Code for for html conversion is as such
HtmlLoadOptions htmlLoadOptions = new HtmlLoadOptions();
htmlLoadOptions.PageInfo.Margin.Bottom = 10;
htmlLoadOptions.PageInfo.Margin.Top = 20;
htmlLoadOptions.PageInfo.Width = 1500f;
string logFile = “log_” + DateTime.Now + “.xml”;
Aspose.Pdf.Document doc = new Aspose.Pdf.Document(new MemoryStream(System.Text.Encoding.UTF8.GetBytes(html)), htmlLoadOptions);
doc.Convert(“log.xml”, PdfFormat.PDF_A_1B, ConvertErrorAction.Delete);
//Save the pdf document
doc.Save(DATA_DIR + “ConvertedHTML.pdf”);

i have uploaded the xml for the conversion output for the ppt and pdf to pdf/a


Hi,

i have upload a test result for using this validator to validate the converted file

please note that the error for converting html string to pdf/a and pdf to pdf/a is the same as shown in pdfError.txt

i have also additionally tried to convert an existing pdf file into pdf/a compliance which i met with the same error as trying to convert the html string to pdf/a compliance.

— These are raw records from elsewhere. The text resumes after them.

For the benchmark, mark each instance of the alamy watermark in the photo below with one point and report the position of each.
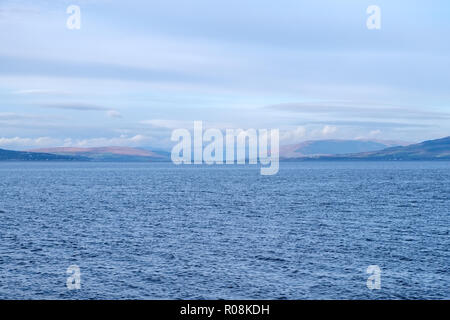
(238, 145)
(74, 279)
(374, 280)
(74, 20)
(374, 20)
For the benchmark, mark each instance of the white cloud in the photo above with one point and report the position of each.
(293, 136)
(327, 130)
(114, 114)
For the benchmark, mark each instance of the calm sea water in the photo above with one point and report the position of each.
(157, 231)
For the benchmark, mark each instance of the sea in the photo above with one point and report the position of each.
(315, 230)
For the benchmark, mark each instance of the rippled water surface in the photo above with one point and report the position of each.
(157, 231)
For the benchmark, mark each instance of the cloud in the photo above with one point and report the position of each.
(375, 132)
(327, 130)
(359, 109)
(293, 136)
(39, 92)
(75, 106)
(114, 114)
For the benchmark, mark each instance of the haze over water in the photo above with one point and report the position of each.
(159, 231)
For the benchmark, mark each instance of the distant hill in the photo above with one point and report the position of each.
(119, 154)
(334, 147)
(438, 149)
(9, 155)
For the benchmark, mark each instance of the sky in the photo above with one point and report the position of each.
(136, 70)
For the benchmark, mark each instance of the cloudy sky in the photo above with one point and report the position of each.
(136, 70)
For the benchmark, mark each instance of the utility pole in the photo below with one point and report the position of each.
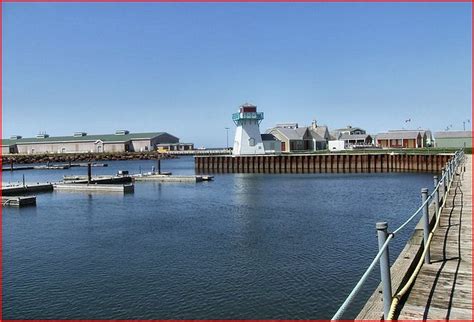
(464, 124)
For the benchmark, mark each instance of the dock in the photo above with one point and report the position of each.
(84, 187)
(442, 289)
(19, 202)
(171, 178)
(97, 179)
(355, 162)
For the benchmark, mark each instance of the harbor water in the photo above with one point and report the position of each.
(244, 246)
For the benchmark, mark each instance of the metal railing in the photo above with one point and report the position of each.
(441, 188)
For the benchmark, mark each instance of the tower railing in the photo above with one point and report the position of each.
(247, 116)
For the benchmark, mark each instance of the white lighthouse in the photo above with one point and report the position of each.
(248, 139)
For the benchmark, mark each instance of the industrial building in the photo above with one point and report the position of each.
(453, 139)
(81, 142)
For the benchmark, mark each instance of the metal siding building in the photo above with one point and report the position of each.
(121, 141)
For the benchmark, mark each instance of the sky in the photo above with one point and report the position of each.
(185, 68)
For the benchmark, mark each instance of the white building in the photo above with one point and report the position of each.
(248, 139)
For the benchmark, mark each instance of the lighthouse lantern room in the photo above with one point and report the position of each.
(248, 139)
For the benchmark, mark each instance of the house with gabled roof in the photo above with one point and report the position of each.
(402, 139)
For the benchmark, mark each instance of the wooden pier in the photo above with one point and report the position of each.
(322, 163)
(443, 288)
(26, 189)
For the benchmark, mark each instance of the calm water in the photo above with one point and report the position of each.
(246, 246)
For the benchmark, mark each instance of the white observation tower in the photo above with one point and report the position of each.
(248, 139)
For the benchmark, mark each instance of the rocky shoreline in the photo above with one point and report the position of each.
(82, 157)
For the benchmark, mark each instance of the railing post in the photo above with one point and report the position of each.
(384, 268)
(426, 223)
(436, 195)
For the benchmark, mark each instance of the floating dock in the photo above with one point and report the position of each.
(26, 189)
(171, 178)
(84, 187)
(322, 163)
(19, 202)
(97, 180)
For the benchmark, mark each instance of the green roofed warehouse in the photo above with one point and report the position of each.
(81, 142)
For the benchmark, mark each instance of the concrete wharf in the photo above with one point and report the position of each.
(442, 288)
(322, 163)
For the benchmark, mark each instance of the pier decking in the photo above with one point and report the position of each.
(443, 289)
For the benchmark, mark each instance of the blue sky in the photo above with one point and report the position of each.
(185, 68)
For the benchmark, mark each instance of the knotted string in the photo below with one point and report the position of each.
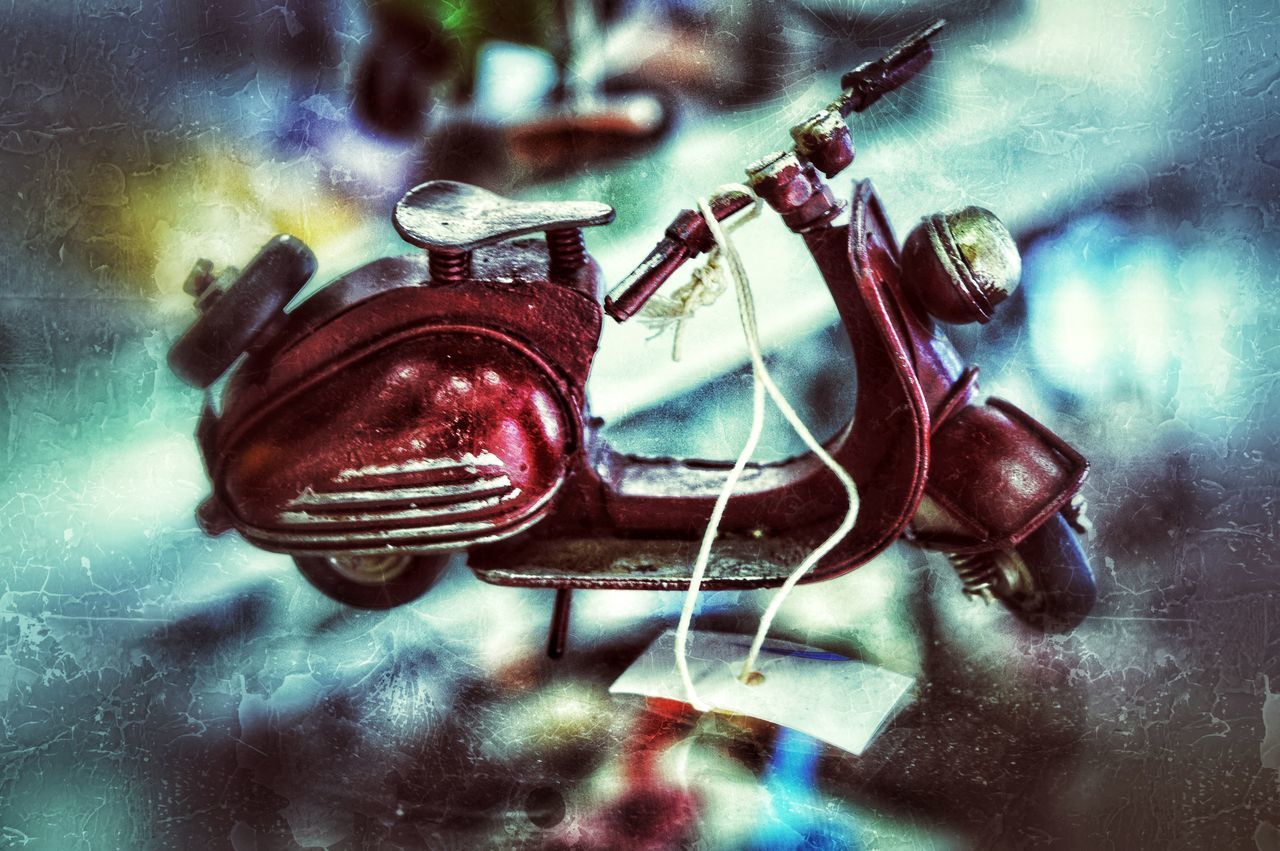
(762, 383)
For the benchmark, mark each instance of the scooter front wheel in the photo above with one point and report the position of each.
(1046, 581)
(373, 581)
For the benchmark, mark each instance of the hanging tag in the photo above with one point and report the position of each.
(842, 701)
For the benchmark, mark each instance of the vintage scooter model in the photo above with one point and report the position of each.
(435, 402)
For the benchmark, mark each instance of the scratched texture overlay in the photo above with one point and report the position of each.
(160, 689)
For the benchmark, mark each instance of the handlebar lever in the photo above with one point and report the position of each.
(686, 237)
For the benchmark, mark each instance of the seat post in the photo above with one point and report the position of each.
(567, 252)
(448, 266)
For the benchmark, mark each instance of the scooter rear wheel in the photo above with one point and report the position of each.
(234, 318)
(1047, 581)
(373, 581)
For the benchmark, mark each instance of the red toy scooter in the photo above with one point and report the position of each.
(435, 402)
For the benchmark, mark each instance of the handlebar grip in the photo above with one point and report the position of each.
(869, 82)
(645, 279)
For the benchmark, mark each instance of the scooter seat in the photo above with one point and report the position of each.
(444, 215)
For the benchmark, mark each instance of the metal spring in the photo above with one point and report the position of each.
(448, 265)
(977, 572)
(567, 251)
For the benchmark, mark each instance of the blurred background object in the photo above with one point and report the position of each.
(163, 690)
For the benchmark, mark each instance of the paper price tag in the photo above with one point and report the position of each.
(842, 701)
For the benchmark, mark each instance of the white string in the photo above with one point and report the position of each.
(762, 381)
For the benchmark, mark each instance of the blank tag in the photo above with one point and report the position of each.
(839, 700)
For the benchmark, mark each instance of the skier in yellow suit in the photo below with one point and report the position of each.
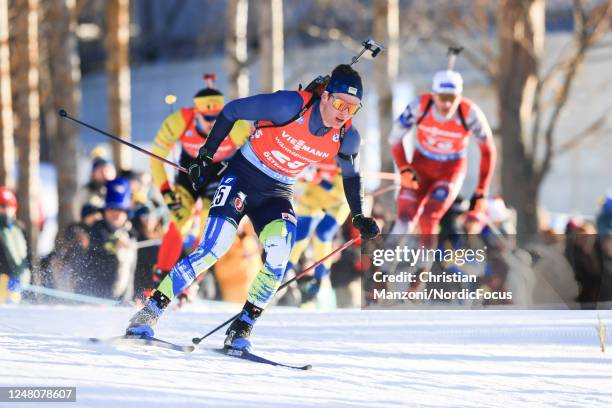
(321, 210)
(190, 128)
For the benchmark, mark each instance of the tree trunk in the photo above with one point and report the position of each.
(65, 72)
(520, 35)
(7, 145)
(27, 114)
(236, 48)
(118, 76)
(271, 46)
(386, 30)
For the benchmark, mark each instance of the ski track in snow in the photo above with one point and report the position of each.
(360, 358)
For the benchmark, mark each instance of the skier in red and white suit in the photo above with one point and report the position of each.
(433, 160)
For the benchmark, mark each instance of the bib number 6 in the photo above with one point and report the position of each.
(221, 196)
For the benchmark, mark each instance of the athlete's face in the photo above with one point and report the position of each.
(446, 104)
(204, 124)
(336, 108)
(116, 218)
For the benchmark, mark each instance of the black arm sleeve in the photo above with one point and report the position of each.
(353, 192)
(348, 160)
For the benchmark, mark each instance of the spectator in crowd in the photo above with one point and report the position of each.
(346, 272)
(147, 230)
(14, 250)
(582, 252)
(604, 230)
(64, 264)
(94, 191)
(112, 252)
(90, 214)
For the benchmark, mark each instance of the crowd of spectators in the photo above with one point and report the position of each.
(110, 252)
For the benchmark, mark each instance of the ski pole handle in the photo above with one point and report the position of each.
(197, 340)
(64, 114)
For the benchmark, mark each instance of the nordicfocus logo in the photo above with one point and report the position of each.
(301, 145)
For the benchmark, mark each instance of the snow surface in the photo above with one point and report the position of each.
(359, 358)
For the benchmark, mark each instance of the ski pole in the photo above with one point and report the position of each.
(64, 114)
(197, 340)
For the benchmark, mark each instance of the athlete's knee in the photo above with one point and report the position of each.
(407, 204)
(277, 239)
(304, 227)
(218, 236)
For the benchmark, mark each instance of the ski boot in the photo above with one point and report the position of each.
(240, 330)
(142, 323)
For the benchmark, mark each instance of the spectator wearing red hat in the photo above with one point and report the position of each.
(14, 250)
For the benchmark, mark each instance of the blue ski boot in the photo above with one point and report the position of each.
(142, 323)
(240, 330)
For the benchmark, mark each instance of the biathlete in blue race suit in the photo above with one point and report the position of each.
(294, 129)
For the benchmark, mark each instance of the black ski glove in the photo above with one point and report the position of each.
(200, 169)
(366, 226)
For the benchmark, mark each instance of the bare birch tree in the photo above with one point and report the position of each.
(7, 145)
(24, 64)
(236, 53)
(386, 30)
(118, 77)
(64, 69)
(271, 44)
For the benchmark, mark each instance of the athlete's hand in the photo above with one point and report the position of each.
(478, 203)
(410, 179)
(173, 201)
(366, 226)
(200, 169)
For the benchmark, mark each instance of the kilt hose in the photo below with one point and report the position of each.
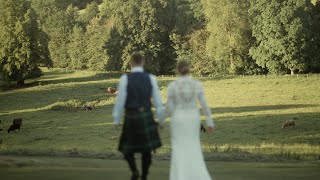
(139, 134)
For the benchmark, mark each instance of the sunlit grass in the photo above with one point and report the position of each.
(249, 112)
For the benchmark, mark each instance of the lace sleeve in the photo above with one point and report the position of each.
(170, 100)
(205, 108)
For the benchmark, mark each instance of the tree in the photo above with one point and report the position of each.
(282, 29)
(76, 49)
(96, 35)
(230, 33)
(91, 11)
(59, 26)
(315, 46)
(140, 26)
(23, 45)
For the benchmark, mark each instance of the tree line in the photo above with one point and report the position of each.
(218, 37)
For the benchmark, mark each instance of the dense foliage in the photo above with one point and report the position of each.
(219, 37)
(23, 45)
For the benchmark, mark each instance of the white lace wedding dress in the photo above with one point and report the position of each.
(187, 162)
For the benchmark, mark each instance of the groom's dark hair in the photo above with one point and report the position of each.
(137, 58)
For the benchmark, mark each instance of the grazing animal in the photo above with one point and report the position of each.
(289, 123)
(203, 129)
(16, 124)
(88, 108)
(112, 91)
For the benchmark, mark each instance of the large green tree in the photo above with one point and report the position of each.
(142, 25)
(282, 29)
(76, 49)
(59, 26)
(96, 35)
(315, 46)
(23, 45)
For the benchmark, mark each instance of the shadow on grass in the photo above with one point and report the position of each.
(222, 110)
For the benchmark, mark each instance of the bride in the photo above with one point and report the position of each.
(187, 162)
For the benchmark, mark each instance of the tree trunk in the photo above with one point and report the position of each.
(20, 82)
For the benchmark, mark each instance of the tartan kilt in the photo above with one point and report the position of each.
(140, 133)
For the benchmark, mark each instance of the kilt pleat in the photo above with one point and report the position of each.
(140, 133)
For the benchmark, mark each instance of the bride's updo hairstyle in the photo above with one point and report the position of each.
(183, 67)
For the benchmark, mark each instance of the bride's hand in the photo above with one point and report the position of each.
(210, 130)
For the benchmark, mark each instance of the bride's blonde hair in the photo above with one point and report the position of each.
(183, 67)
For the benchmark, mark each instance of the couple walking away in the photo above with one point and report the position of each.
(138, 90)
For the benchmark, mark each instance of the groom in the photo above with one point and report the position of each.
(140, 131)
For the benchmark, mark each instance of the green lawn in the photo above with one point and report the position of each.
(248, 111)
(38, 168)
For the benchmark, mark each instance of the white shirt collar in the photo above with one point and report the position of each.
(137, 69)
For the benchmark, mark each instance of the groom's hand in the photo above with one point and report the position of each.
(210, 130)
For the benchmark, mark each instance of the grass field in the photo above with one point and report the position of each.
(248, 111)
(38, 168)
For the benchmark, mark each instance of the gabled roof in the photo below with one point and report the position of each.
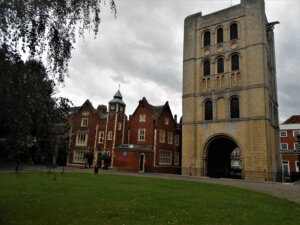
(156, 111)
(292, 120)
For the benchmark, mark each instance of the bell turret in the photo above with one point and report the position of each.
(117, 104)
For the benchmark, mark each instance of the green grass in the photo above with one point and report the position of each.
(87, 199)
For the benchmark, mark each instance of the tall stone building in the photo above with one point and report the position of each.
(230, 116)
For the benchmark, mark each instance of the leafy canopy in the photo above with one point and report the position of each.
(38, 26)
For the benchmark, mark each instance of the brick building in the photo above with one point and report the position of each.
(290, 156)
(229, 102)
(150, 141)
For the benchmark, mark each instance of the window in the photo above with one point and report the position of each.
(220, 65)
(166, 121)
(284, 146)
(142, 132)
(165, 157)
(177, 159)
(162, 136)
(208, 110)
(206, 68)
(286, 168)
(233, 31)
(84, 122)
(109, 135)
(101, 137)
(235, 62)
(79, 156)
(206, 38)
(112, 107)
(296, 132)
(81, 139)
(220, 35)
(234, 108)
(177, 140)
(170, 138)
(142, 117)
(283, 133)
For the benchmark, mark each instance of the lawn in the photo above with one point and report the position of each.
(87, 199)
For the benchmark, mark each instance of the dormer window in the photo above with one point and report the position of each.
(112, 107)
(84, 122)
(166, 121)
(142, 117)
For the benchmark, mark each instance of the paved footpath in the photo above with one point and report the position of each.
(281, 190)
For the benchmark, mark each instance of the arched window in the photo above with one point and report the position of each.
(235, 65)
(233, 31)
(208, 110)
(234, 108)
(220, 35)
(206, 38)
(206, 68)
(220, 65)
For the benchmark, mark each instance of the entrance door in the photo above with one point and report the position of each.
(219, 160)
(142, 167)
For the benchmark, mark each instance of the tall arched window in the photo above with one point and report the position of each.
(220, 35)
(234, 108)
(233, 31)
(235, 65)
(220, 65)
(206, 67)
(208, 110)
(206, 38)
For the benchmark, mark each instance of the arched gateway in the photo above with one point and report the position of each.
(223, 157)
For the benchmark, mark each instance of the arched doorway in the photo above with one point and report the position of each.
(223, 158)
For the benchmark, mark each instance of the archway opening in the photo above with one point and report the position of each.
(223, 158)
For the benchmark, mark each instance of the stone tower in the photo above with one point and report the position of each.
(115, 125)
(230, 108)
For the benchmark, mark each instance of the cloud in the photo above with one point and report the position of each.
(142, 50)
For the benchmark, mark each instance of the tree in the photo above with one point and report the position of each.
(39, 26)
(28, 110)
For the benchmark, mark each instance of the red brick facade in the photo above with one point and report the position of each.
(288, 145)
(109, 131)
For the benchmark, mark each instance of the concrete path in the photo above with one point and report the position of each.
(281, 190)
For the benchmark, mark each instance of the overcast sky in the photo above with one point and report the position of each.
(142, 51)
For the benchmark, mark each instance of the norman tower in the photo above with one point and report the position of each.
(230, 116)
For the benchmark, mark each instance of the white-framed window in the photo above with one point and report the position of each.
(166, 121)
(284, 146)
(109, 135)
(81, 139)
(84, 122)
(296, 132)
(79, 156)
(165, 157)
(119, 125)
(142, 134)
(177, 158)
(101, 137)
(177, 140)
(162, 136)
(297, 165)
(142, 117)
(170, 138)
(283, 133)
(285, 167)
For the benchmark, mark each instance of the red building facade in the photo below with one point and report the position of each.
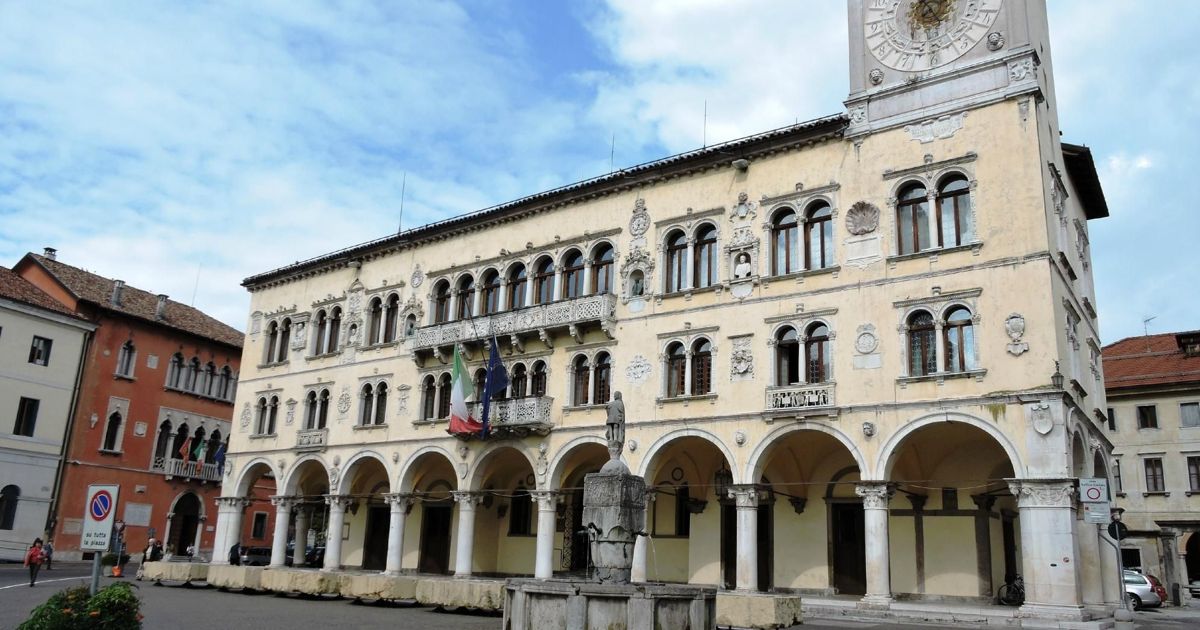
(154, 412)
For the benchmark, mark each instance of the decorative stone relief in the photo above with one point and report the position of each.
(637, 371)
(863, 217)
(1041, 418)
(936, 129)
(1015, 329)
(1020, 70)
(742, 359)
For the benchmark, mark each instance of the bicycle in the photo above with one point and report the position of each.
(1012, 593)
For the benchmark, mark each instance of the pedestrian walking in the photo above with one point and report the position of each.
(34, 559)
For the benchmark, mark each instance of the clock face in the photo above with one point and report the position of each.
(918, 35)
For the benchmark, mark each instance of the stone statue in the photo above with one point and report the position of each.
(615, 426)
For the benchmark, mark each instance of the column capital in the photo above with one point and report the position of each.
(875, 493)
(285, 502)
(744, 496)
(341, 502)
(545, 498)
(466, 498)
(1043, 492)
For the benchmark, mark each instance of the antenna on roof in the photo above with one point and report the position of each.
(403, 187)
(197, 286)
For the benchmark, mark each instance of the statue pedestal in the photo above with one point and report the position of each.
(613, 513)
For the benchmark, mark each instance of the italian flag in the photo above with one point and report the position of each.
(460, 390)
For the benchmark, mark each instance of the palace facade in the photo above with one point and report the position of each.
(858, 355)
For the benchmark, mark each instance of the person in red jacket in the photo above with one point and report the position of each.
(34, 559)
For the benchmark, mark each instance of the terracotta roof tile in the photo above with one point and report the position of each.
(19, 289)
(1149, 360)
(97, 289)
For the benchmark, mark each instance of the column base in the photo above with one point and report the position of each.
(1049, 611)
(876, 601)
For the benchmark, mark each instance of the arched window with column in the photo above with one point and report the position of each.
(382, 403)
(517, 283)
(787, 357)
(922, 345)
(366, 405)
(519, 383)
(391, 318)
(601, 269)
(954, 217)
(113, 432)
(816, 353)
(538, 379)
(10, 496)
(819, 237)
(959, 340)
(581, 376)
(703, 273)
(465, 295)
(444, 396)
(676, 262)
(573, 274)
(601, 377)
(912, 219)
(375, 321)
(701, 367)
(676, 370)
(442, 301)
(490, 300)
(785, 243)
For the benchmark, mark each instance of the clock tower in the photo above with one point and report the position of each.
(915, 61)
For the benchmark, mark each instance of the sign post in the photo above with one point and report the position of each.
(97, 525)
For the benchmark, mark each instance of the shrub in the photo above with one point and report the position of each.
(113, 607)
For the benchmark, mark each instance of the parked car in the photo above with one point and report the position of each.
(256, 556)
(1141, 591)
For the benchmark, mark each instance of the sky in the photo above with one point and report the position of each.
(183, 147)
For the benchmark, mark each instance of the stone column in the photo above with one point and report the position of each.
(280, 538)
(301, 537)
(1048, 547)
(637, 571)
(463, 561)
(400, 504)
(747, 501)
(544, 564)
(875, 517)
(337, 505)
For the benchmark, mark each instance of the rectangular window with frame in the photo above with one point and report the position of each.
(27, 417)
(40, 351)
(259, 528)
(1155, 480)
(1147, 417)
(1189, 414)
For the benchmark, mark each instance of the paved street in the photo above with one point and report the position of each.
(203, 609)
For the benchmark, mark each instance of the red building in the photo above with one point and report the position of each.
(154, 412)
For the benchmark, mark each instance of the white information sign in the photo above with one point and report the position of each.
(1093, 490)
(97, 516)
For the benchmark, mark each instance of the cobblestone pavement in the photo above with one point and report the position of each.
(205, 609)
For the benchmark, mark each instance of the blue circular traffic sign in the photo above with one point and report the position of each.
(101, 504)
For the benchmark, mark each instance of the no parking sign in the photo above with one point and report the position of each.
(97, 519)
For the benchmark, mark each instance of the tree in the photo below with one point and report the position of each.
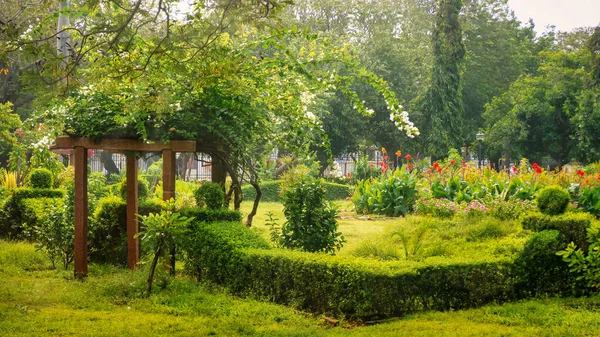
(441, 104)
(538, 111)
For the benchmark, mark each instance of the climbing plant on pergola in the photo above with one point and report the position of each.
(131, 148)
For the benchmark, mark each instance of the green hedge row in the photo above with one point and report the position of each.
(19, 210)
(230, 254)
(540, 270)
(271, 191)
(572, 225)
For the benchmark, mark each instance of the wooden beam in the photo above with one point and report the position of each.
(81, 213)
(119, 145)
(133, 250)
(168, 174)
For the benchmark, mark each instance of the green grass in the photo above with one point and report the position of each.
(38, 301)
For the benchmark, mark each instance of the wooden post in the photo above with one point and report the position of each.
(133, 250)
(169, 170)
(81, 213)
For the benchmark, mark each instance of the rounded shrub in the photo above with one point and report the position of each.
(553, 200)
(142, 189)
(210, 195)
(41, 178)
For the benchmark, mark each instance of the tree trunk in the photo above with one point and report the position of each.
(152, 269)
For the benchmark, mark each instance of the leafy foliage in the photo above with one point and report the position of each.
(40, 178)
(164, 231)
(210, 195)
(553, 200)
(391, 194)
(310, 223)
(442, 102)
(585, 263)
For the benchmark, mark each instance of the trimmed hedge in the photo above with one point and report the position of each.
(271, 191)
(108, 228)
(15, 213)
(230, 254)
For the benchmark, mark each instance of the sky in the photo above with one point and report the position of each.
(564, 14)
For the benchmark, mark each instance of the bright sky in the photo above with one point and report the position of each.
(564, 14)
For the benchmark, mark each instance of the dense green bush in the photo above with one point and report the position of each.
(541, 272)
(210, 195)
(553, 200)
(573, 226)
(142, 189)
(271, 191)
(107, 239)
(15, 214)
(210, 215)
(41, 178)
(585, 266)
(108, 226)
(311, 223)
(230, 254)
(390, 194)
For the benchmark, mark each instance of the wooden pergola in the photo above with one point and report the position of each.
(130, 147)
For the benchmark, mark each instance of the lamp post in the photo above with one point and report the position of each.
(479, 136)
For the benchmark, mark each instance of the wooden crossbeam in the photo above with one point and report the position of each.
(119, 145)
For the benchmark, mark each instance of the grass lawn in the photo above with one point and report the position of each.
(38, 301)
(372, 235)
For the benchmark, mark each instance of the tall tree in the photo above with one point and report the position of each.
(442, 105)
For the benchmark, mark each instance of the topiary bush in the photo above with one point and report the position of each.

i have uploaded the pdf file used

Hi Benjamin,


Thanks for your interest in Aspose. I have tested your shared code for HTML to PDFA conversion using Aspose.Pdf for .NET 11.6.0 and verified the PDFA compliance of resultant PDFA file with Adobe Preflight tool without any issue. Please find attached output PDFA for reference.

In reference to PPT to PDFA conversion, you may try this with the collaboration of Aspose.Slides and Aspose.Pdf. In first step convert PPT to PDF using Aspose.Slides and later convert the resultant PDF to PDFA using Aspose.Pdf. Hopefully it will help you to accomplish the task.

Furthermore, please note we follow Adobe Preflight for validating PDF/A conformance. As.all tools on the market have their own “representation” of PDF/A conformance. Please check this article on PDF/A validation tools for reference. We chose Adobe products for verifying how Aspose.Pdf produces PDF files because Adobe is at the center of everything connected to PDF.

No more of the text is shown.